Justo entonces, Juan Carlos ve a Bea cruzar la estancia con el bebé en brazos. El pelo rojo le llega a los hombros, rizado en gruesos bucles como los de una princesa. Son idénticas, madre e hija. Sube las escaleras poco a poco, susurrando suavemente en los oídos de su hija, y Juan Carlos sonríe; Bea es preciosa, incluso cuando está triste.
Bea no está triste, sólo siente curiosidad. Llora porque tiene miedo. Su hija es hermosa, tan linda y regordeta… Sus mejillas tienen un tono rosado perfecto, su barriga es suave como la de un animalillo, sus dedos siempre están pegajosos de saliva… Su hija está gorda, huele bien y, cuando tiene hipo, Bea siente que su corazón de madre pierde el compás. Cuando la ve, tiene que obligarse a tensar la mandíbula, cierra los puños sin querer, y lo único que desea es apretar, y apretar, y apretar hasta que algo se rompa. Por eso nunca observa a la criatura cuando ésta está dormida.

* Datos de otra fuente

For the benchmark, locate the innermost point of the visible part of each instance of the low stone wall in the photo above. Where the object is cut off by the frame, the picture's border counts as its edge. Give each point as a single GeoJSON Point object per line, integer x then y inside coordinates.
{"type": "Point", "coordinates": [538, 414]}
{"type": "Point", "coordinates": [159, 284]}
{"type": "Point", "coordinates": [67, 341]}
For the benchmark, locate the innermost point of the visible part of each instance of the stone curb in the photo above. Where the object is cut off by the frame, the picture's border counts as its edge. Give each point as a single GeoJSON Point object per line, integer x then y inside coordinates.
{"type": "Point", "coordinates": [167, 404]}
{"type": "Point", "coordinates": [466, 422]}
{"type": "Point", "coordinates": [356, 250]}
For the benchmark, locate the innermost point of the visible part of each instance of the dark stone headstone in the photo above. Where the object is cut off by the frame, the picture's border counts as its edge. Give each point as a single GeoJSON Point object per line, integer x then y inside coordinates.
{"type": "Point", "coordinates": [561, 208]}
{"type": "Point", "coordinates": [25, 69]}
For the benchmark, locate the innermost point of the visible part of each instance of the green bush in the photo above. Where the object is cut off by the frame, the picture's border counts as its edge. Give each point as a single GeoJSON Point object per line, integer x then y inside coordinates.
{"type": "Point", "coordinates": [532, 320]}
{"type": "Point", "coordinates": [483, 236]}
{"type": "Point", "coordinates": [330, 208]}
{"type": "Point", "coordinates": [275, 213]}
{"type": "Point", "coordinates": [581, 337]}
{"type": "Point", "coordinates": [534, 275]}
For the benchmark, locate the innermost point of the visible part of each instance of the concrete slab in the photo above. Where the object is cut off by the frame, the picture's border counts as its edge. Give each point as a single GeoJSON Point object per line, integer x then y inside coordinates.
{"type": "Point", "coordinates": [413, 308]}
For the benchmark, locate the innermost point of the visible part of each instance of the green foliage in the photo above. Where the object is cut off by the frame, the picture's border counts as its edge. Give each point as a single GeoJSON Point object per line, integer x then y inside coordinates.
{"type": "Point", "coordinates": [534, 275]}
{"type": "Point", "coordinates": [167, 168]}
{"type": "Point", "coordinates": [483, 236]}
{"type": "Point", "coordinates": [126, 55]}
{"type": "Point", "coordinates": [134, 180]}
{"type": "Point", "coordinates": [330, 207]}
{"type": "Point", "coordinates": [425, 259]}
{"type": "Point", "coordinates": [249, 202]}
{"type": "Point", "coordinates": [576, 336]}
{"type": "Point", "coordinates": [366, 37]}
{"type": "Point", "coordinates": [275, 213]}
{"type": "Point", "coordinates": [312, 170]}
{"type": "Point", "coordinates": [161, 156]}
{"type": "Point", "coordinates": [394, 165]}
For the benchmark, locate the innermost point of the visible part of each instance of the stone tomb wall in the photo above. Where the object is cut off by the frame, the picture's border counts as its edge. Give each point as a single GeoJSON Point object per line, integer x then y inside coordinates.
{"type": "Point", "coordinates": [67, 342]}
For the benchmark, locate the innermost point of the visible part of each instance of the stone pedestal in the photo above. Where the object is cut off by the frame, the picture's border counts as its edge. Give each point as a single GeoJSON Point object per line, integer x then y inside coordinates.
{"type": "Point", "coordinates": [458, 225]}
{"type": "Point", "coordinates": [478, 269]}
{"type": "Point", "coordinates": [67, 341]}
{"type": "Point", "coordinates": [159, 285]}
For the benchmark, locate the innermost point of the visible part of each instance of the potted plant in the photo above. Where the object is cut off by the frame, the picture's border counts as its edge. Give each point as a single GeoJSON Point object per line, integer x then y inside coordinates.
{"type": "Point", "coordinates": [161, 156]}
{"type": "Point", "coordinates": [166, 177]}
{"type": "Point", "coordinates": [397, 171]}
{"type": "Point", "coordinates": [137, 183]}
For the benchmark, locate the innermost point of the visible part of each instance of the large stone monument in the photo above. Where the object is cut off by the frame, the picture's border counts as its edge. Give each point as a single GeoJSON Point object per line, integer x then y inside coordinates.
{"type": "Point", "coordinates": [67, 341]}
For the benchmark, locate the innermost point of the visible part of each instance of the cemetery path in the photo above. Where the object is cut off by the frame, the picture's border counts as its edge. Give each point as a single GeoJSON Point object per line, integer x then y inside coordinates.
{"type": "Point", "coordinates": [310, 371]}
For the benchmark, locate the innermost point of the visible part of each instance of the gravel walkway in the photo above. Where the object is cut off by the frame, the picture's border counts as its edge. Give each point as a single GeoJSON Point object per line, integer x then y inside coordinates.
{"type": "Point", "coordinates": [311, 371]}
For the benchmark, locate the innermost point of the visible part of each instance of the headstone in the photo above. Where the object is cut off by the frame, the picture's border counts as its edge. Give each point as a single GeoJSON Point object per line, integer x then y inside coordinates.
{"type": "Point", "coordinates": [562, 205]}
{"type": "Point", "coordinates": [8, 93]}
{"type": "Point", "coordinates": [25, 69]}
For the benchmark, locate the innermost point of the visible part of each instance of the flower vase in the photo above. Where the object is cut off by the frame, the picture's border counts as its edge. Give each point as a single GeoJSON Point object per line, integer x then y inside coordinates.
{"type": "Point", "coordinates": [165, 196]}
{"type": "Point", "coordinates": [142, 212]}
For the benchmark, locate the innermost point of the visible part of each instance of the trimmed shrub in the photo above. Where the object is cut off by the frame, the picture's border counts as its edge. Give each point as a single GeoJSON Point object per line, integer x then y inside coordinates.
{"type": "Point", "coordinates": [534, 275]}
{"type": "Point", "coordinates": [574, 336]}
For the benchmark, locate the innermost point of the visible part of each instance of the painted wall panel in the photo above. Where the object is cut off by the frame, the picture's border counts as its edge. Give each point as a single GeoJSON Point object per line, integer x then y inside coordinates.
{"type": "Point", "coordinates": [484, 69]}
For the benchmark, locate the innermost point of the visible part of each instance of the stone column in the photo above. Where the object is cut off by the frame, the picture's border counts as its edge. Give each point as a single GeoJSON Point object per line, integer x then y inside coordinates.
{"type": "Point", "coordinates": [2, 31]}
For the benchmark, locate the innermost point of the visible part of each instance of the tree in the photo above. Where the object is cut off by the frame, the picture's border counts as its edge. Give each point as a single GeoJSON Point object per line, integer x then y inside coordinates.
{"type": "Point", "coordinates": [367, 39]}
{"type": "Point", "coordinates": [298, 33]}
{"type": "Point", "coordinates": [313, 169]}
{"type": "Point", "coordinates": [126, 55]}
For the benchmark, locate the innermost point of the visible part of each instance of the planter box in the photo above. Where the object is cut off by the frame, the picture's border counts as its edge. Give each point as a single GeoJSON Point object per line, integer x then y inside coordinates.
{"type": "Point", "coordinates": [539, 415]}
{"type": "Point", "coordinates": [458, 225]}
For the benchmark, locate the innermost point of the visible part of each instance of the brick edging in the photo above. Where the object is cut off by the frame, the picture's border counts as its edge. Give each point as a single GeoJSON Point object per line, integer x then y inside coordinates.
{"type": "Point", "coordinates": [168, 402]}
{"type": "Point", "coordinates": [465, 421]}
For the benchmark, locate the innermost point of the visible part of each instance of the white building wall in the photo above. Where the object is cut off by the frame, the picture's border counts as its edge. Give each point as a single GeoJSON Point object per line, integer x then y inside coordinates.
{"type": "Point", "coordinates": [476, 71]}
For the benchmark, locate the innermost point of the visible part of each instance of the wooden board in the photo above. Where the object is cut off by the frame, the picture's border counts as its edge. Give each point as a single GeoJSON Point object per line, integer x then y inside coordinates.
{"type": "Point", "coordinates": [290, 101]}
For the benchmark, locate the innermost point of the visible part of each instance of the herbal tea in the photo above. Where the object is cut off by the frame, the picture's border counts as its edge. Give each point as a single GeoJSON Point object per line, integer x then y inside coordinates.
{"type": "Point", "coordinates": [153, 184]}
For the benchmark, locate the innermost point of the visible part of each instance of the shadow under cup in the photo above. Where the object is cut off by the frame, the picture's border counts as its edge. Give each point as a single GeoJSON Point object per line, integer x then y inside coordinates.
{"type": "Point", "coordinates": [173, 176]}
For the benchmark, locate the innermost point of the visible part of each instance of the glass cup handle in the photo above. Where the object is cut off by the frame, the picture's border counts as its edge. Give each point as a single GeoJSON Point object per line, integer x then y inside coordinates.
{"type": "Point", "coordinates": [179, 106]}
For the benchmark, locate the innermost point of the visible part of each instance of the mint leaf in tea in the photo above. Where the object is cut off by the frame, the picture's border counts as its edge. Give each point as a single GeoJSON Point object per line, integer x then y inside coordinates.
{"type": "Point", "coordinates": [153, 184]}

Pero ese día, tras el bautizo, su maldita suegra la obliga a meter a la niña en la cama y nadie —ni su suegro, claro, ese viejo cascarrabias que solo sabe hablar de Mariona Cabré; ni Marina, demasiado ocupada siendo insoportable; ni su marido, el muy desgraciado, que sólo aparta la mirada de su cerveza para quejarse de su extraño comportamiento, como si ella no se hubiera dado cuenta sin su ayuda de que está perdiendo la cabeza— está dispuesto a hacerle el favor de hacerlo por ella. Todos creen que le están haciendo un favor a ella al obligarla a pasar tiempo con Bella. Cuanto más tiempo pase con la niña, antes volverá a la normalidad, dicen.
Así que Bea lleva a Bella al segundo piso y la duerme, y ahora que sus ojitos están cerrados, ahora que la mira mientras duerme, ahora que ve esas mejillas y esa barriga tan suave, y esos deditos sucios, y esos muslos regordetes… ¡Ay, siente tanta curiosidad! Besa la cálida piel de su estómago, besa, y besa, y besa, ¡y ahí! ¡Un mordisco! Débil, al principio, pero es tan dulce, tan blanda, tan jugosa… Están todos en el piso de abajo, comiendo los canelones de la yaya y, que Dios la perdone, pero ya es demasiado tarde; otra persona debería haber metido a Bella en la cama.
La piel se rompe bajo sus dientes y el bebé se echa a llorar, y la sangre fluye roja de sus labios a su barbilla y hasta su vestido. No puede parar de comer. Tenía tanta hambre… tantas ganas de zampársela. ¡Dios, Dios! No estaba tan buena como había imaginado.